Bruce Sterling, Mozart en verres miroir
anthologie (12 nouvelles), (1985),
rééd. 2001.
Ses débuts en science-fiction
classique avec son premier roman, La baleine des sables, publié en 1977, à 23 ans, ne laissaient
pas supposer que Bruce Sterling deviendrait l'un des
porte-étendards du mouvement cyberpunk. Ce qui se produit
quand il rassemble en 1986 les nouvelles de cette anthologie mythique
pour donner une vue d'ensemble du courant en train de naître.
Ce recueil marque en effet le début d'un mouvement
littéraire jusqu'alors embryonnaire et éclaté,
qui réunit une nouvelle génération d'auteurs de
SF dont la vision pessimiste et prophétique constitue en fait
l'unique point commun.
Depuis cette époque, et comme
William Gibson avec qui il a collaboré à
plusieurs reprises, Sterling se consacre presque exclusivement au
cyberpunk et s'intéresse surtout à une science-fiction
technologique qui s'accorde avec sa formation de scientifique.

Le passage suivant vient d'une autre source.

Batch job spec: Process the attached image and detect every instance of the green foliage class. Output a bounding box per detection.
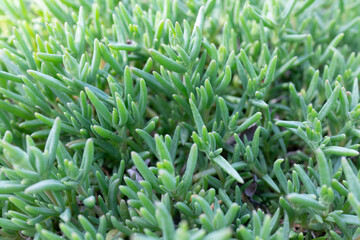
[0,0,359,239]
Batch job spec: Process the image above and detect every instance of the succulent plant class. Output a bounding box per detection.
[0,0,360,239]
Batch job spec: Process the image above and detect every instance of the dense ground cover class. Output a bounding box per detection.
[1,0,360,239]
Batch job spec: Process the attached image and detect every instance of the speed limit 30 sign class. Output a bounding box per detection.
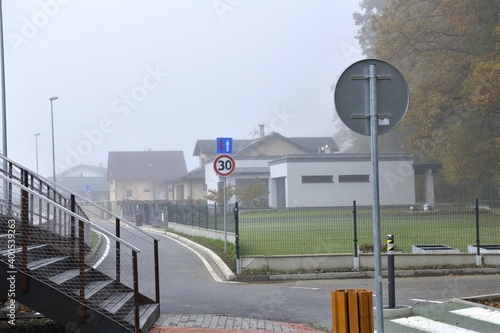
[213,154,236,177]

L'anthologie ne donne cependant qu'une image assez floue du genre
qu'elle est censée représenter, mais témoigne
plutôt de la diversité des genres et des
écritures qui permettent d'apprécier la
variété des univers qui s'y rattachent, dont la le
prophétisme et la vision pessimiste constituent presque
l'unique point commun. Surgit un monde de hackers au
cerveau hyper-informatisé, de rivalités sanglantes dans
des mégalopoles en plein déclin, d'homme menant une vie
qui a perdu ses repères.
Les auteurs qui s'en réclament à cette époque
sont jeunes, tous de purs produits de la première
génération de gosses qui ont vécu avec la
télévision, et subi la société de
consommation avec un regard lucide. Des années de prise de
conscience, pendant lesquelles le rêve américain s'est
délité et la prise de conscience de cette
dégradation faite avec difficulté. À la bonne
conscience américaine se substituent des interrogations, ou
des constatations désagréables : les états ne
sont pas pacifistes, mais dominateurs et impérialistes. Les
grandes multinationales, autant que les gouvernements,
contrôlent le sort de la planète. Ils ne
défendent pas les libertés des minorités, mais
cherchent à obtenir leur soumission. Le pouvoir de la drogue,
de l'argent et la violence gagnent chaque jour du terrain. C'est
aussi le moment où la génération internet se met
en place aux USA, avec curieusement une science
discréditée, des techniques remises en question, un
développement exponentiel de la pollution et une
dégradation sensible de la qualité de vie.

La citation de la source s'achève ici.